Auswirkungen auf den deutschen Markt und bestehende Regelungen
In Deutschland trat im Juli 2021 der Glücksspielstaatsvertrag in Kraft, der Online-Glücksspiele unter bestimmten Bedingungen legalisierte, doch das EuGH-Urteil bezieht sich explizit auf die vorherige Rechtslage. Spieler, die vor dieser Änderung Verluste erlitten haben, können nun zivilrechtliche Schritte gegen Anbieter einleiten, selbst wenn diese über Lizenzen aus anderen EU-Staaten verfügen. Statistiken aus dem ersten Quartal 2026 deuten darauf hin, dass der deutsche Markt weiter wächst, während gleichzeitig Klagen aus früheren Perioden bearbeitet werden. Behörden in den Bundesländern prüfen derzeit, wie sie mit eingehenden Anträgen umgehen, und Rechtsexperten weisen darauf hin, dass die Entscheidung keine neuen Verbote schafft, sondern bestehende Rechte bekräftigt. Im Juni 2026 berichten mehrere Gerichte in Deutschland von ersten Verfahren, die auf dieses Urteil Bezug nehmen und die Abwicklung von Rückerstattungen betreffen.
Rechtliche Konsequenzen für Anbieter und Verbraucher
Anbieter mit Sitz in Malta oder anderen EU-Ländern sehen sich mit der Möglichkeit konfrontiert, dass Verträge aus illegalen Zeiträumen rückabgewickelt werden können, ohne dass die EU-weite Dienstleistungsfreiheit automatisch Vorrang hat. Das Gericht verweist in seiner Begründung auf den Schutz vulnerabler Personen und die Verhältnismäßigkeit nationaler Maßnahmen, die auch nach der Liberalisierung in Deutschland weiterhin relevant bleiben. Verbraucherorganisationen dokumentieren, dass Betroffene nun gezielter Beratung einholen, um Fristen und Nachweise für frühere Verluste zusammenzustellen. Die Entscheidung betrifft nicht nur Slots, sondern auch Lotteriewetten und ähnliche Angebote, die vor 2021 ohne deutsche Erlaubnis angeboten wurden. Forscher, die sich mit grenzüberschreitenden Glücksspielmärkten befassen, stellen fest, dass solche Urteile die Abstimmung zwischen nationalen und europäischen Vorgaben verbessern.

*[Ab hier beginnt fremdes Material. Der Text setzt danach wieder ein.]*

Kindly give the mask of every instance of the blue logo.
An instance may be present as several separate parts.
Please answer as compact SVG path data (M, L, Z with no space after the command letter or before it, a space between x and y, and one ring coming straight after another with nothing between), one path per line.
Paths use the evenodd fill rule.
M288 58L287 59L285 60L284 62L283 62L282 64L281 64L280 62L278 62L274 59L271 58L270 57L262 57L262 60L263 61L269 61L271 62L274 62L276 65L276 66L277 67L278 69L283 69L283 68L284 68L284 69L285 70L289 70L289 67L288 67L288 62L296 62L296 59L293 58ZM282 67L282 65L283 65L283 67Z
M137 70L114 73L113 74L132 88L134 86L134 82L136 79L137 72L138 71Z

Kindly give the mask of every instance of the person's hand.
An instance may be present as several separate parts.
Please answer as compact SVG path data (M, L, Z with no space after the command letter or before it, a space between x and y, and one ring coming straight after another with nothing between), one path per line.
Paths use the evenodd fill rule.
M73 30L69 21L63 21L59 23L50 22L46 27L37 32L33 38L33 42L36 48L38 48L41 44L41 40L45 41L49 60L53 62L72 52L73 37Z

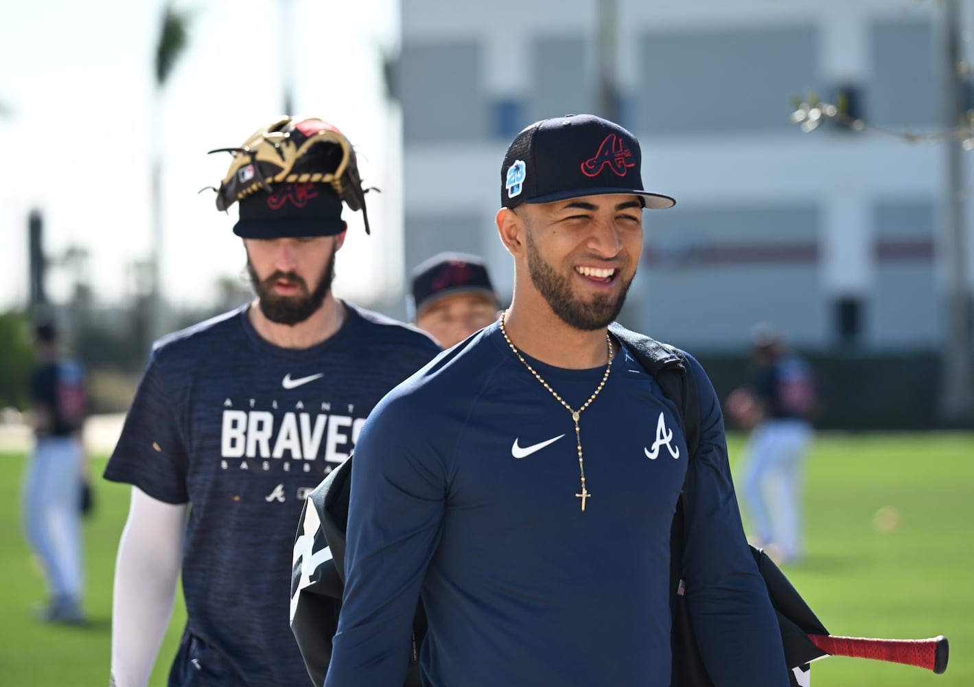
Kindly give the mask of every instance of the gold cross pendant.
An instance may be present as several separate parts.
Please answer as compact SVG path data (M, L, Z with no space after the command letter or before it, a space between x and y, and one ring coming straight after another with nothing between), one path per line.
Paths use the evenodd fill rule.
M581 487L581 494L576 494L576 496L578 498L581 499L581 511L584 512L584 510L585 510L585 499L591 498L592 495L589 494L588 491L585 490L584 486L582 486Z

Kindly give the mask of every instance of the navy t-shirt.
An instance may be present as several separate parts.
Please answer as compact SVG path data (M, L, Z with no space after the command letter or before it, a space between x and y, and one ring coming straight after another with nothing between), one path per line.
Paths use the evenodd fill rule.
M616 358L580 417L584 512L572 416L496 324L388 395L356 448L325 685L401 685L420 595L431 687L669 685L669 535L685 477L683 572L704 661L722 685L787 685L720 403L690 360L701 406L692 462L673 403L627 351ZM529 362L574 408L605 369Z
M169 684L301 685L288 624L305 496L352 451L365 417L439 347L346 304L328 340L279 348L247 306L153 348L105 478L191 504L187 628Z

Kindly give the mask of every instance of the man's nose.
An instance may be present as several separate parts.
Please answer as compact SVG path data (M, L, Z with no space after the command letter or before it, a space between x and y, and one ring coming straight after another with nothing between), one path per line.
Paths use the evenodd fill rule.
M275 267L283 272L291 271L295 264L294 247L286 241L281 241L281 244L278 245L274 257Z
M610 217L596 217L588 237L588 246L603 257L614 257L622 249L618 227Z

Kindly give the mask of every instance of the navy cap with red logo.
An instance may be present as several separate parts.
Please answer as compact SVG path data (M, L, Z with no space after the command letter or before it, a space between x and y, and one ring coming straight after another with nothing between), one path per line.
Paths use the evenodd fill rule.
M342 200L327 183L276 183L240 202L234 234L244 239L334 236L346 230Z
M507 148L501 168L501 205L552 203L580 196L634 194L646 208L672 208L669 196L643 188L639 141L594 115L535 122Z
M498 303L483 258L466 252L441 252L417 265L412 274L410 317L445 296L480 295Z

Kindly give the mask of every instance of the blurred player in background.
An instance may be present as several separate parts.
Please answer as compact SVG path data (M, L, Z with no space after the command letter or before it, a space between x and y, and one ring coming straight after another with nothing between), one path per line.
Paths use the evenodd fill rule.
M804 553L802 489L817 407L815 381L807 362L773 327L756 325L751 342L752 379L727 401L729 414L750 430L741 495L755 546L779 562L794 563Z
M85 371L62 357L53 324L34 330L38 365L30 377L34 450L24 483L23 518L30 547L44 566L50 601L40 619L84 625L82 494L88 460L82 431L87 414Z
M170 686L309 682L288 626L305 495L348 458L372 406L439 351L332 293L343 202L365 210L338 130L284 118L229 150L217 208L239 201L256 298L156 342L105 470L132 485L112 609L117 687L146 685L180 572L187 624Z
M416 326L450 348L494 323L500 303L482 258L441 252L413 270L410 306Z

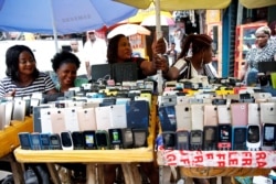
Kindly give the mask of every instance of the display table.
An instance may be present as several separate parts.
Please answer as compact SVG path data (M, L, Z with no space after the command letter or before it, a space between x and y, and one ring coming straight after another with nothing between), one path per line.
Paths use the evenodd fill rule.
M158 151L158 164L179 167L181 176L268 175L276 167L276 151Z
M24 183L22 167L13 156L13 150L20 144L18 133L32 131L33 123L31 117L26 117L23 122L11 121L11 126L4 128L3 130L0 130L0 161L6 161L11 164L15 184Z
M141 162L155 161L155 138L156 138L156 117L157 108L155 102L157 97L153 97L153 106L150 109L149 117L149 136L148 147L124 150L14 150L14 155L18 162L22 163L46 163L53 182L61 184L57 176L56 163L84 163L86 164L86 183L87 184L104 184L103 165L104 164L120 164L126 184L140 184L141 177L137 167Z

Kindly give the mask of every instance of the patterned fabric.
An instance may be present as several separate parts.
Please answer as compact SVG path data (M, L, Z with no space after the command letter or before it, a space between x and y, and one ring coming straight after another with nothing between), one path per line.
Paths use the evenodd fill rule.
M258 62L273 62L276 54L276 44L274 41L268 41L267 45L263 48L252 48L246 55L246 62L248 63L247 72L252 68L258 69Z
M191 65L191 62L188 59L183 59L183 58L178 59L176 64L173 65L173 67L180 71L180 76L178 79L193 78L193 77L199 76L197 69ZM211 78L217 77L217 74L211 63L203 65L202 75L211 77Z
M0 97L15 89L15 97L31 96L33 93L46 93L54 89L52 79L45 73L40 73L29 86L21 87L10 77L6 77L0 82Z
M74 87L82 87L82 85L86 84L86 83L88 83L88 79L86 79L86 78L81 78L81 77L76 78L74 80ZM55 84L55 88L56 88L57 91L61 90L61 85L59 83L59 79L57 79L57 83Z

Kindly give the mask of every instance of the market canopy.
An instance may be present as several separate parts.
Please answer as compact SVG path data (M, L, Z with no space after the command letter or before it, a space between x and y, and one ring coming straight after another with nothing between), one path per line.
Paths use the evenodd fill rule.
M152 0L115 0L139 9L147 9ZM159 0L160 10L177 11L177 10L216 10L225 9L230 6L231 0ZM240 3L247 9L255 9L268 6L275 6L276 0L240 0Z
M240 2L247 9L276 6L276 0L240 0Z
M147 9L152 0L115 0L139 9ZM231 0L160 0L160 10L197 10L197 9L224 9L229 7Z

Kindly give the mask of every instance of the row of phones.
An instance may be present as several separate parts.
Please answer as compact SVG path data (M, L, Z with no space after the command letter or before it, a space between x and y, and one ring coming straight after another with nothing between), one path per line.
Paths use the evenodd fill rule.
M147 147L147 130L109 129L63 131L61 133L20 132L23 150L109 150Z
M232 127L219 125L203 130L163 131L162 144L167 150L275 150L276 125Z

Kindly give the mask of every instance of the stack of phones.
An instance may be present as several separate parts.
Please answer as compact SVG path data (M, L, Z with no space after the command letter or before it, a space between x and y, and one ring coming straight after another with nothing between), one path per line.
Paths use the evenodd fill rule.
M147 147L146 129L62 131L61 133L20 132L23 150L117 150Z

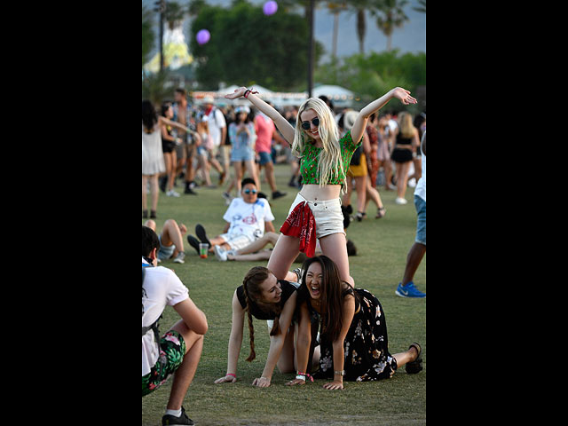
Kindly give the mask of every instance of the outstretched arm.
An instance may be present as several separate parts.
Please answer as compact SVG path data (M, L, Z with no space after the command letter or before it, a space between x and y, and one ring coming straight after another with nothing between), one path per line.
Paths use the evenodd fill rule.
M400 102L404 105L415 104L417 102L414 98L410 96L410 91L403 89L402 87L395 87L390 90L388 93L383 95L378 99L374 100L359 111L359 115L357 115L355 122L351 127L351 139L353 142L358 143L361 139L365 128L367 127L367 122L371 114L387 105L387 102L393 98L400 99Z
M244 324L245 311L241 306L237 297L237 290L233 296L233 325L231 327L231 336L229 337L229 353L227 359L227 372L225 377L220 377L215 381L216 383L225 382L235 383L237 381L237 361L242 344L242 326Z
M237 98L244 96L247 90L248 89L246 87L240 87L239 89L235 89L233 93L225 95L225 97L227 99L236 99ZM278 111L276 111L254 93L248 93L248 95L247 95L247 99L252 105L256 106L259 110L268 115L274 122L274 124L276 125L276 127L278 127L278 130L280 130L280 133L282 133L282 136L284 136L286 141L291 146L294 142L295 131L292 124L288 122L288 120L286 120L286 118L284 118Z

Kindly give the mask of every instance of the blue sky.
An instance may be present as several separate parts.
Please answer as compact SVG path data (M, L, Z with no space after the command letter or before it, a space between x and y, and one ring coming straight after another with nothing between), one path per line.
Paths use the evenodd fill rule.
M143 0L142 4L151 6L154 1ZM178 1L181 4L185 3ZM263 4L265 2L265 0L248 1L253 4ZM278 0L276 1L278 3ZM208 0L207 3L227 7L231 4L231 0ZM402 53L426 51L426 14L414 11L412 8L416 5L416 0L409 1L405 12L410 20L402 28L395 29L392 34L392 48L399 49ZM386 37L378 29L375 19L370 13L366 12L366 18L365 53L383 51L386 50ZM327 8L324 4L316 8L314 14L314 37L326 47L326 56L322 59L324 61L328 58L332 49L333 25L334 18L327 12ZM184 34L186 37L188 36L187 31L184 31ZM357 17L353 12L342 12L339 15L337 56L350 56L353 53L359 53Z

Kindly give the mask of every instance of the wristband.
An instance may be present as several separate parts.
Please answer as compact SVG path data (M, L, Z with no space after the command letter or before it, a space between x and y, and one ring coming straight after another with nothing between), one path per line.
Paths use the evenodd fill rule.
M250 93L255 94L255 93L258 93L258 91L252 91L251 89L247 89L243 96L248 99Z

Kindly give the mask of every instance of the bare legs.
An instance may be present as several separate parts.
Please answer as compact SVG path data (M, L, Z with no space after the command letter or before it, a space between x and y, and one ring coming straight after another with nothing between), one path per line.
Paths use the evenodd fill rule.
M171 329L179 332L185 342L185 355L174 374L167 406L169 410L179 410L197 371L197 365L203 349L203 335L198 335L190 330L183 320L178 321Z
M333 260L341 279L351 285L355 283L349 274L349 258L347 257L347 241L343 233L332 233L320 239L322 254ZM280 234L274 246L266 267L279 280L285 280L292 263L300 252L300 239Z

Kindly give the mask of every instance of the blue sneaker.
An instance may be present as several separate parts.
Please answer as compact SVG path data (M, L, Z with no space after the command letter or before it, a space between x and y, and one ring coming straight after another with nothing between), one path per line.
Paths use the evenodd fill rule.
M396 293L397 296L400 297L426 297L426 293L419 291L412 281L406 286L403 286L402 283L399 282Z

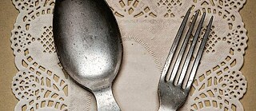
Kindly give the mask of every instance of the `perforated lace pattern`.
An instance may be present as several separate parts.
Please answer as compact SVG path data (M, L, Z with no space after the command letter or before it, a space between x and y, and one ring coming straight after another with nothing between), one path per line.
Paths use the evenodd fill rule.
M248 38L238 11L246 0L106 2L116 16L122 40L143 46L159 72L187 9L206 12L206 21L213 15L211 34L182 109L243 110L239 99L247 82L239 69ZM58 59L52 32L54 0L13 0L13 3L20 12L10 38L18 69L11 87L19 100L15 110L78 110L72 107L74 99L86 101L83 109L90 110L92 95L70 91L82 89L62 72Z

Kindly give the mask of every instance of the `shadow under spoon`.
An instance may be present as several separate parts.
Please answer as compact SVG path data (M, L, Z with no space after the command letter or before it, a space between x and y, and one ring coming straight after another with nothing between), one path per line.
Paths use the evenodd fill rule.
M98 110L120 110L112 84L122 62L122 44L106 2L57 0L53 31L62 65L77 83L94 93Z

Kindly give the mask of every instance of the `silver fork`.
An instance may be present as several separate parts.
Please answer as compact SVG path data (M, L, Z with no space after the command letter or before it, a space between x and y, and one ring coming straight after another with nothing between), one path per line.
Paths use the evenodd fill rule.
M197 72L197 69L198 67L200 60L202 58L202 55L203 53L204 47L206 46L207 38L209 36L211 25L213 22L213 16L211 17L209 24L207 26L207 29L203 36L202 42L199 46L199 50L197 52L197 56L192 61L192 55L194 51L195 50L195 46L198 42L198 39L199 38L201 29L202 28L202 24L205 21L206 13L203 13L202 18L198 26L198 29L195 32L194 37L193 38L192 43L190 46L189 51L187 54L184 54L186 49L187 47L188 42L190 40L190 37L191 36L191 33L193 31L194 26L197 21L197 18L199 14L199 10L198 10L194 15L194 18L192 20L192 23L183 39L183 43L180 48L178 54L177 55L175 63L172 68L170 68L170 64L172 61L174 61L175 53L178 51L177 48L178 47L179 41L181 40L182 33L184 32L184 29L186 24L186 22L189 18L190 14L191 11L191 8L186 12L186 16L182 22L182 25L178 31L178 34L174 38L174 43L171 46L170 51L169 53L168 57L166 59L166 64L164 65L163 70L161 73L161 77L158 84L158 96L160 100L160 107L159 111L174 111L177 110L179 107L181 107L186 100L190 89L191 88L191 85L193 83L194 76ZM185 57L186 60L182 61L182 57ZM184 61L181 64L182 61ZM192 66L191 69L189 66ZM180 69L182 68L182 69ZM190 69L190 70L189 70ZM188 72L188 70L190 72ZM168 77L167 73L170 73L170 77ZM179 74L178 74L179 73ZM189 74L189 75L186 75ZM185 81L185 77L187 81ZM176 81L175 81L176 80ZM177 83L176 83L177 82Z

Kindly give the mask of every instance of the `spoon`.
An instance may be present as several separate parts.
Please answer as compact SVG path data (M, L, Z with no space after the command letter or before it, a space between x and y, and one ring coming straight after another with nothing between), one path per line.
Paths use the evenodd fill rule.
M64 69L94 93L98 110L121 110L112 93L112 83L121 65L122 44L106 2L57 0L53 29Z

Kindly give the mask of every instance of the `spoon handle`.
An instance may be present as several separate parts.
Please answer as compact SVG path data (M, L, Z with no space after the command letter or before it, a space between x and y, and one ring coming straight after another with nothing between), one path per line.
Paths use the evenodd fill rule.
M111 86L94 91L98 111L121 111L112 93Z

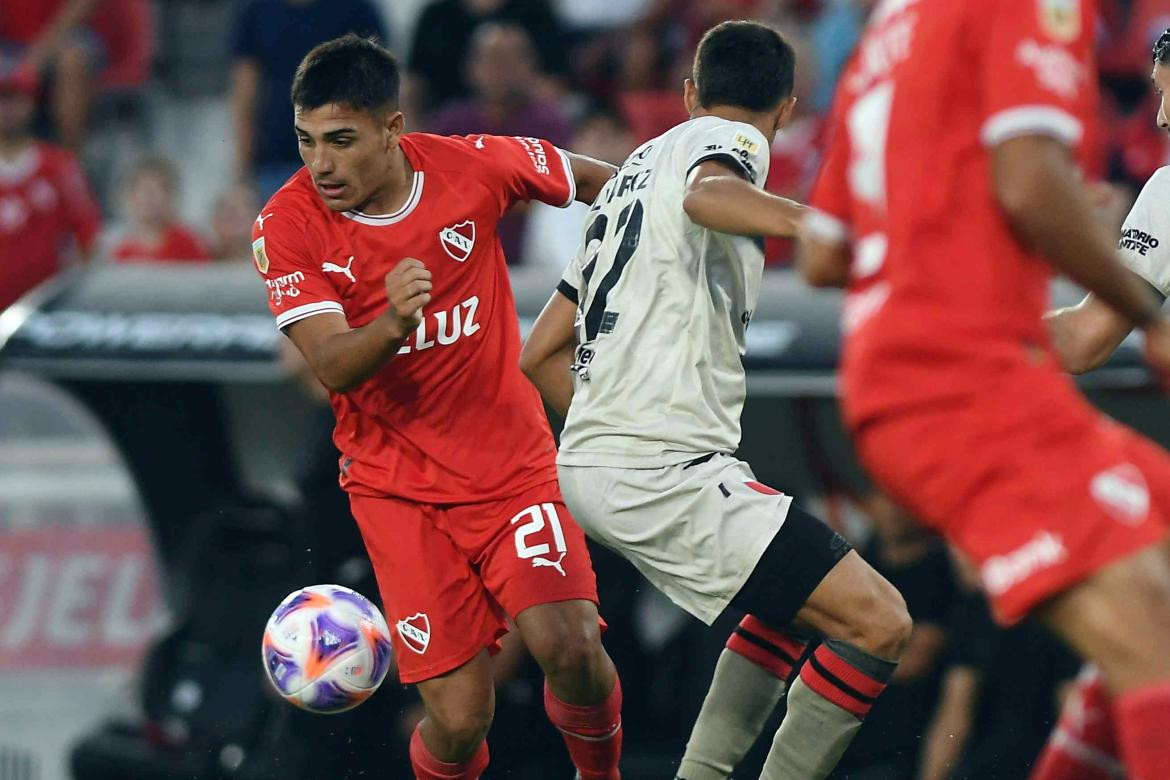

Zusammenfassung der Entwicklungen
Das EuGH-Urteil vom April 2026 schafft eine klare Grundlage für zivilrechtliche Ansprüche in Fällen, in denen Online-Glücksspiele zum Zeitpunkt der Teilnahme in Deutschland verboten waren, und unterstreicht zugleich die Kompetenz der Mitgliedstaaten im Verbraucherschutz. Weitere Verfahren werden in den kommenden Monaten erwartet, während Anbieter ihre Compliance-Strategien anpassen. Laut der Pressemitteilung CP260053EN des Gerichtshofs bleiben die Kernprinzipien des EU-Rechts gewahrt, ohne dass Restitutionsklagen ausgeschlossen werden. ECJ ruling (case details referenced in press release CP260053EN) bietet zusätzliche Hintergrundinformationen zu den entschiedenen Punkten. Insgesamt zeigt sich, dass die Balance zwischen Marktfreiheit und nationalen Schutzmechanismen durch dieses Urteil weiter konkretisiert wird.